Measuring functional dependency model-free

Given an input contingency table, fun.chisq.test() offers three quantities to evaluate non-parametric functional dependency of the column variable Y on the row variable X. They include the functional chi-squared test statistic (χ_f²), statistical significance (p-value), and effect size (function index ξ_f).

We explain their differences in analogy to those statistics returned from cor.test(), the R function for the test of correlation, and the t-test. We chose both tests because they are widely used and well understood. Another choice could be the Pearson’s chi-squared test plus a statistic called Cramer’s V, analogous to correlation coefficient, but not as popularly used. The table below summarizes the differences among the quantities and their analogous counterparts in correlation and t tests.

**Comparison of the three quantities returned from `fun.chisq.test()`.**
Quantity	Measure functional dependency?	Affected by sample size?	Affected by table size?	Measure statistical significance?	Counterpart in correlation test	Counterpart in two-sample t-test
χ_f²	Yes	Yes	Yes	No	t-statistic	t-statistic
p-value	Yes	Yes	Yes	Yes	p-value	p-value
ξ_f	Yes	No	No	No	correlation coefficient	mean difference

The test statistic χ_f² measures deviation of Y from a uniform distribution contributed by X. It is maximized when there is a functional relationship from X to Y. This statistic is also affected by sample size and the size of the contingency table. It summarizes the strength of both functional dependency and support from the sample. A strong function supported by few samples may have equal χ_f² to a weak function supported by many samples. It is analogous to the test statistic (not to be confused with correlation coefficient) in cor.test(), or the t statistic from the t-test.

The p-value of χ_f² overcomes the table size factor and making tables of different sizes or sample sizes comparable. However, its null distribution (chi-squared or normalized) is only asymptotically true.
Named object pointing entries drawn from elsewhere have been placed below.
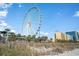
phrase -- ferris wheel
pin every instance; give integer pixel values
(32, 22)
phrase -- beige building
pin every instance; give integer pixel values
(59, 36)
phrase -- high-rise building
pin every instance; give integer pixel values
(74, 35)
(59, 36)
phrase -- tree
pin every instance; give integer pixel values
(12, 37)
(29, 38)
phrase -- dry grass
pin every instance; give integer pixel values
(23, 48)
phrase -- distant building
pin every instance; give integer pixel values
(59, 36)
(68, 37)
(74, 35)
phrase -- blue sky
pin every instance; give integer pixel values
(56, 17)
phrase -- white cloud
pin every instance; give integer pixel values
(4, 25)
(4, 9)
(13, 30)
(5, 5)
(76, 13)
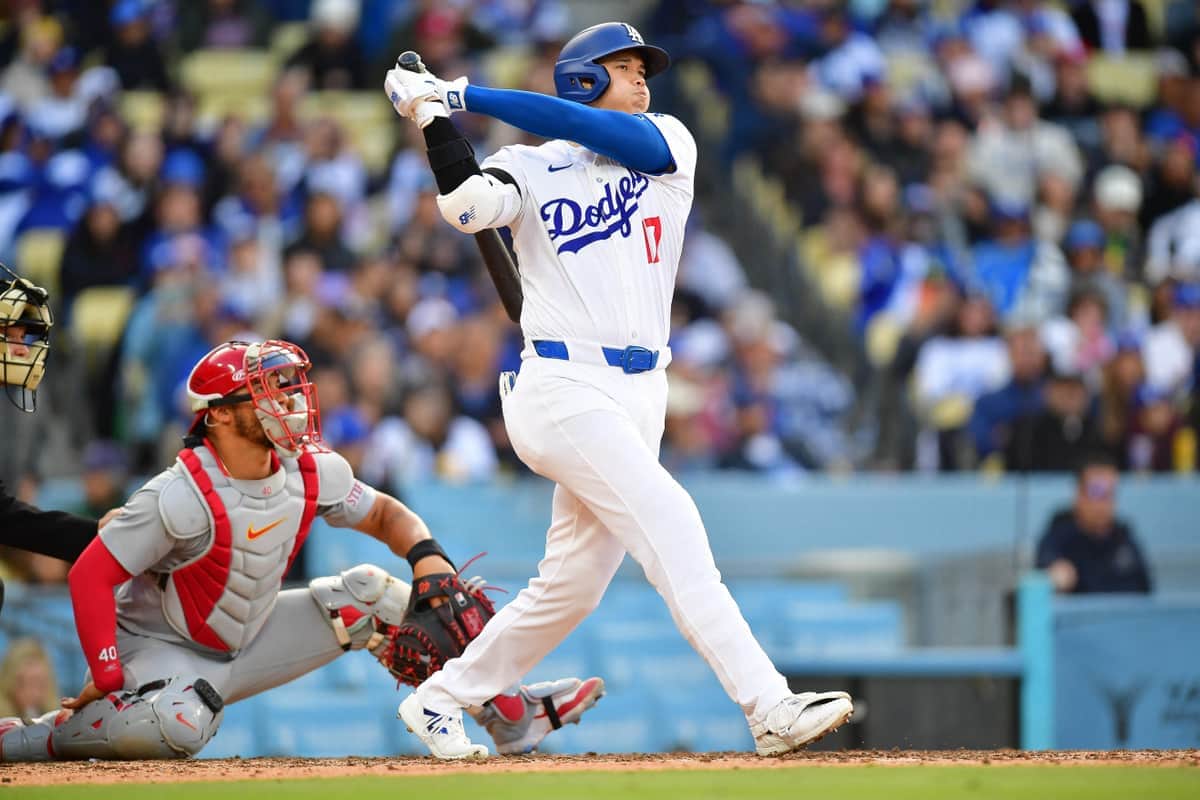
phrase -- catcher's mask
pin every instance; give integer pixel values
(25, 324)
(273, 376)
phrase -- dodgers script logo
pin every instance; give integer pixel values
(582, 226)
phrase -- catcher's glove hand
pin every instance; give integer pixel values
(429, 637)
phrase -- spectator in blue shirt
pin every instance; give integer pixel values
(1087, 548)
(995, 413)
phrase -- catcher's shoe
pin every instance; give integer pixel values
(801, 720)
(29, 741)
(442, 733)
(519, 722)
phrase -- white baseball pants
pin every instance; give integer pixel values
(595, 432)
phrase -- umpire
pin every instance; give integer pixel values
(25, 326)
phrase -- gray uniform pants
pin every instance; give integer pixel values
(295, 641)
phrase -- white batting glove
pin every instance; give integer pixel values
(421, 96)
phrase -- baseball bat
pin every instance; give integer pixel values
(501, 266)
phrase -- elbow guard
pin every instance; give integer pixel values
(480, 202)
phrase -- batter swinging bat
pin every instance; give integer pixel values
(496, 254)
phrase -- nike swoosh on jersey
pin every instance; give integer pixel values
(255, 534)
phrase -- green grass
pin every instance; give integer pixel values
(815, 782)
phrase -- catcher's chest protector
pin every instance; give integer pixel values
(223, 597)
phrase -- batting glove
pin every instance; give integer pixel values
(421, 96)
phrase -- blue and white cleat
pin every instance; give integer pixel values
(801, 720)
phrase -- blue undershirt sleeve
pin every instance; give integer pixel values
(630, 139)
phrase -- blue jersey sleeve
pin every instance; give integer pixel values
(630, 139)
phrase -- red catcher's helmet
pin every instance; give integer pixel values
(273, 376)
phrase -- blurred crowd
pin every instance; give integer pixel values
(1002, 197)
(1017, 257)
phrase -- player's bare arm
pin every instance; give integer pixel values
(397, 527)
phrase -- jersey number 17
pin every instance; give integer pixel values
(652, 229)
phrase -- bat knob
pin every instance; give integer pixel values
(411, 61)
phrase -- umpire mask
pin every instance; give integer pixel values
(25, 326)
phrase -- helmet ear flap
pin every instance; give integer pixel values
(25, 307)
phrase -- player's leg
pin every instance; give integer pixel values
(607, 458)
(310, 627)
(169, 708)
(580, 561)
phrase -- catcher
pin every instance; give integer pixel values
(197, 558)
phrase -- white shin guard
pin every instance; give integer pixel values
(360, 599)
(165, 719)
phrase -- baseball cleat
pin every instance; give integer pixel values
(801, 720)
(442, 733)
(519, 722)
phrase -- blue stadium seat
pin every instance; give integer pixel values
(622, 722)
(240, 733)
(808, 630)
(705, 721)
(322, 722)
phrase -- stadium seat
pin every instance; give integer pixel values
(144, 110)
(40, 257)
(366, 119)
(507, 66)
(99, 316)
(328, 551)
(705, 721)
(809, 630)
(906, 71)
(240, 734)
(883, 334)
(325, 723)
(287, 38)
(838, 275)
(1131, 78)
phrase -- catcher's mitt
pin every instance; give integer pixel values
(429, 637)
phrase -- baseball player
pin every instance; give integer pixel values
(25, 324)
(197, 558)
(598, 217)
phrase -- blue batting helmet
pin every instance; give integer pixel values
(580, 55)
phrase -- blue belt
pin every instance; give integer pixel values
(631, 360)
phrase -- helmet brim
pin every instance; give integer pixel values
(655, 59)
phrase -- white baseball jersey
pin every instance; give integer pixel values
(168, 527)
(599, 244)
It is analogous to the role of the p-value of cor.test().

The function index ξ_f measures only the strength of functional dependency normalized by sample and table sizes without considering statistical significance. When the sample size is small, the index can be unreliable; when the sample size is large, it is a direct measure of functional dependency and is comparable across tables. It is analogous to the role of correlation coefficient in cor.test(), or fold change in t-test for differential gene expression analysis.